Note that these types of subjects must be allowed by the lower verb if they are to be acceptable in a raising structure. In other words, if a verb doesn't take an expletive-there subject normally, it won't work in a raising structure either:
  1. ? There eats an apple.
  2. ? There seems to eat an apple.
In addition, these tests are not entirely decisive. Some raising verbs cannot occur with an expletive-it and a finite sentential complement:
  1. ? It starts/continues/tends that John is a problem.
Finally, don't get confused by these tests. Raising verbs can occur with ordinary NPs as subjects too.
  1. Kim tends/seems/is likely to nominate Sandy.
  2. Those apples tend/seem/are likely to decay rather quickly.

Control Structures

Control structures should have an empty node included as the subject of their lower verb.

Subject control structures are easy to confuse with raising structures because they appear similar in some contexts.

  1. John seems to neglect his duties.
  2. John tried to neglect his duties.
However, subject control structures can not appear with the same types of subjects that raising structures allow:

Raising

  1. There seems to be a problem when he's around.
  2. It seems that Jerry will lose the race.
  3. It seems to rain on Tuesday.
  4. The cat seems to be out of the bag.
Control
  1. ? There tried to be a problem when he was around
  2. ? It tried that Jerry will lose the race.
  3. ? It tried to rain on Tuesday.
  4. ? The cat tried to be out of the bag.
Some common subject control verbs/adjectives are try, hope, want (wanna), be keen, be eager, desire, expect, decide, be silly, be lucky.

Object control verbs include: tell, tempt, force, persuade, appeal to. As with subject control verbs, object control constructions cannot be used with expletives or non-thematic subjects of sentential idioms. Here too an empty node must be included as the dependent of the lower verb. Just like subject control verbs can be confused with raising, object control verbs can be confused with ECM verbs. Using an expletive object is generally a good test to distinguish between the two, as shown here with the control verb decide and the ECM verb believe.
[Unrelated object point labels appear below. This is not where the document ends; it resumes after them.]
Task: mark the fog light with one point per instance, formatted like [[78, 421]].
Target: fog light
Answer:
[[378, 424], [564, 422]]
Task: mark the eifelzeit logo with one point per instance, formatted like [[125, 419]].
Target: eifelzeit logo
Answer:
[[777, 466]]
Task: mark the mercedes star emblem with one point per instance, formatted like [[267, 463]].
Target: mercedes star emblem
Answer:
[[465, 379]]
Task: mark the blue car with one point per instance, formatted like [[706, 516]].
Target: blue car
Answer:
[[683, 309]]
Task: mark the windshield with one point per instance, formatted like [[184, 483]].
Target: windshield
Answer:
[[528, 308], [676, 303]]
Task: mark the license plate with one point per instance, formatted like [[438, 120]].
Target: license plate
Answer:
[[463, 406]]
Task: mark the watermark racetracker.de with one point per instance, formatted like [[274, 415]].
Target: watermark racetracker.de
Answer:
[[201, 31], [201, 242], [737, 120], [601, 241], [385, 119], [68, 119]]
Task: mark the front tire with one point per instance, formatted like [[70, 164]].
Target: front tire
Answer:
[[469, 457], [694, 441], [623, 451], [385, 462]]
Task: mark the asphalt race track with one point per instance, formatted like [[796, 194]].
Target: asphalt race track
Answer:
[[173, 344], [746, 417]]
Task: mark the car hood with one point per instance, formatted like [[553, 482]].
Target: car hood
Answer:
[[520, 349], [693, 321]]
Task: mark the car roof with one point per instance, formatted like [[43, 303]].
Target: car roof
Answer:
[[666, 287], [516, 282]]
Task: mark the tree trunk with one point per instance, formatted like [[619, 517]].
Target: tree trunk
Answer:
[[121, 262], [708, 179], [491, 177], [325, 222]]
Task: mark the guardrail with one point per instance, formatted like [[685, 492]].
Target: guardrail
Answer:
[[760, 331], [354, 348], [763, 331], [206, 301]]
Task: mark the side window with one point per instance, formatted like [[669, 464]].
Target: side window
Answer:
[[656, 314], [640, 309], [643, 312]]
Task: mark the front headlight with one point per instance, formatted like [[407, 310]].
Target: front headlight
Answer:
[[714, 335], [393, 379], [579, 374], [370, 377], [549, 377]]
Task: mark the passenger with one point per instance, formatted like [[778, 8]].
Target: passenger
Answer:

  1. ? I decided there to be a problem.
  2. ? I decided the shoe to be on the other foot.
  3. I believed there to be a problem.
  4. I believed the shoe to be on the other foot.
Note that although want is a subject control verb, when it appears with a second NP, it is an ECM verb. In addition, it can appear with a infinitival for-complement. An empty node should only be included in its subject control version. The case with for should be analyzed as an ECM construction, differing only in the fact that for appears as a complementizer dependent of the embedded verb.
  1. I want to leave.
  2. * There wants to be a solution.
  3. I want him to leave.
  4. I want there to be a solution.
  5. I want for him to win the race.

Exceptional Case Marking Verbs

In an exceptional case marking (ECM, also known as AcI "Akkusativ cum Infinitiv") construction, the NP that appears to be a direct object will only be the subject of the lower verb. That is, it will have as its head not the ECM verb, but the lower verb.

Common ECM verbs include expect, assume, believe, forbid, know, let, need.
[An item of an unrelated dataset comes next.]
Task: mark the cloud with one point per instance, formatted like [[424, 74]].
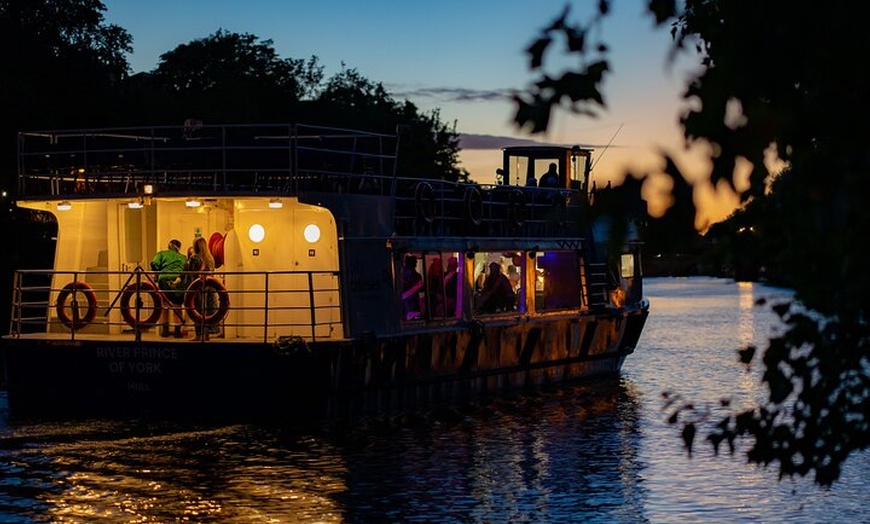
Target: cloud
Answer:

As with raising verbs, the best tests are to use expletive there and non-thematic subject idioms.

  1. I believe there to be a problem.
  2. I believe the shoe to be on the other foot.
  3. I need there to be a solution.
  4. I need the cat to be out of the bag.
  5. He let there be light.
ECM constructions may be confused with object control. See Control for a discussion of this matter.

Exceptional case marking constructions with for as in (1-2) below should be analyzed as a subordinate clause with for as a complementizer dependent on the subordinate clause's main verb:

  1. For me to eat Crispy Critters would be unprecedented.
  2. I want for you to eat only Crispy Critters.
Some ECM verbs (need) subcategorize for either an NP and an infinitive or an NP and a past participle. In the case of the latter, the analysis will be the same as that of the small clause complement analysis. The past participle will be tagged as an adjective.
  1. John needs me to solve the problem.
  2. John needs the problem solved.

Non-finite clauses

Non-finite (gerundive and infinitive) verb phrases (as present participles or infinitives) can appear with or without subjects. Past participles can only appear without subjects.

  1. Norma's complaining about everyone never fails to annoy me.
  2. Complaining about everyone never fails to annoy others.
  3. For Bunny to leave now would disrupt everything.
  4. To leave now would disrupt everything.
  5. Depressed by the results, Uli ceased to make an effort.
  6. Before leaving/While jogging/After eating, Max called Mike.
When they appear without subjects, an empty noun node should be included as a dependent of the verb. If a subject noun phrase is present and part of the VP, as in (1) and (3) above, an empty node should not be included. Instead, that head noun (and its dependents if any) should be a dependent of the non-finite verb.

In general, non-finite clauses will be dependents of main verbs. Exceptions are reduced relative clauses, (such as 5 above), if they modify nouns. In cases that are not clear, the default choice of a head should be the verb.


Small clauses

Small clause complements will be analyzed with the predication as the head of the small clause and dependent on the head verb. The predication may be nominal, prepositional, or adjectival:

  1. The manager considers Ernie an asset to the company.
  2. The agent considers that issue outside the scope of our discussion.
  3. We consider the problem intractable.
The analysis of small clauses is identical to predicative copular constructions except the latter have the copula as an additional dependent on the head predication.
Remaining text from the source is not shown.